Personal information
- Born: April 5, 1993 (age 33) Kragujevac, Serbia, FR Yugoslavia
- Nationality: Serbian
- Listed height: 2.06 m (6 ft 9 in)
- Listed weight: 104 kg (229 lb)

Career information
- High school: Rock Academy (San Diego, California)
- College: USC (2012–2016)
- NBA draft: 2016: undrafted
- Playing career: 2016–present

Career history
- 2016–2017: Dynamic
- 2017–2018: Partizan
- 2018–2019: Borac Čačak
- 2019–2020: Río Breogán
- 2020–2021: Real Murcia
- 2021: Mladost Zemun
- 2021–2023: AS Alsace
- 2023–2024: Antibes Sharks
- 2024–present: Igokea

Career highlights
- Bosnian League champion (2025); Serbian Cup winner (2018); Bosnian Cup winner (2025);

= Strahinja Gavrilović =

Serbian basketball player

Strahinja Gavrilović (born 5 April 1993) is a Serbian professional basketball player for Igokea m:tel of the Bosnian League and the ABA League. He previously played for the USC Trojans.

==Professional career==
After going undrafted in the 2016 NBA draft, Gavrilović signed a contract with the Serbian club Dynamic Belgrade. He spent one season with them and averaged 9.9 points per game in Basketball League of Serbia.

On August 15, 2017, Gavrilović signed a contract with Partizan.
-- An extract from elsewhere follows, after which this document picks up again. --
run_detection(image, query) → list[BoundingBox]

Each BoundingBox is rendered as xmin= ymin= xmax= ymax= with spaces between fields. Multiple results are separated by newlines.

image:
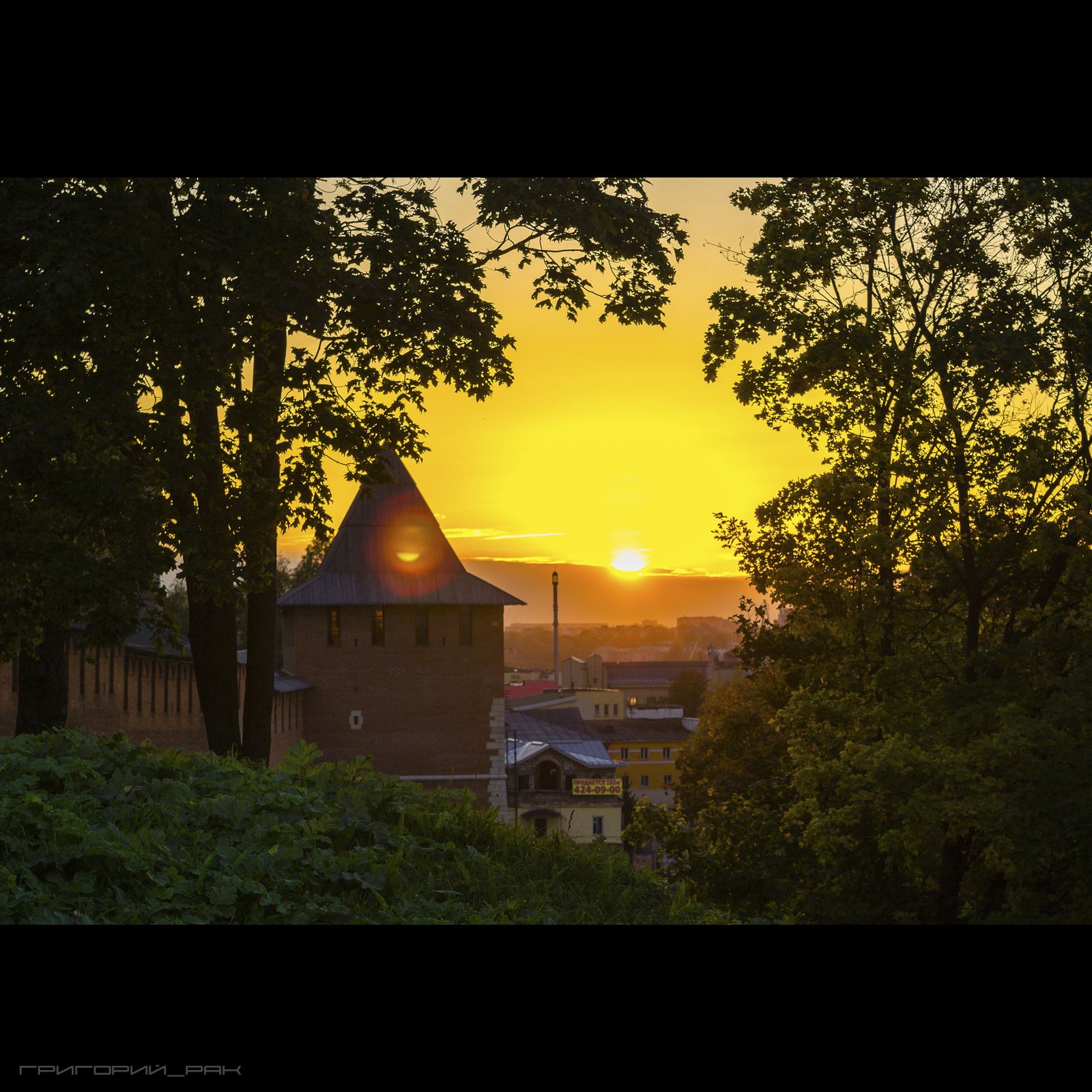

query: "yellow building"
xmin=584 ymin=717 xmax=690 ymax=807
In 2017–18 season, he player 18 ABA League games and averaged 5.7 points and 2.6 rebounds, while shooting 58.2% from the field goal.

On December 25, 2018, he parted ways with Partizan. Two days later he signed a contract with Borac Čačak.

Gavrilović sent the 2020-21 season with Real Murcia of the Spanish LEB Oro. He averaged 9.0 points and 3.6 rebounds per game. On August 30, 2021, Gavrilović signed with Mladost Zemun of the Adriatic League and the Basketball League of Serbia.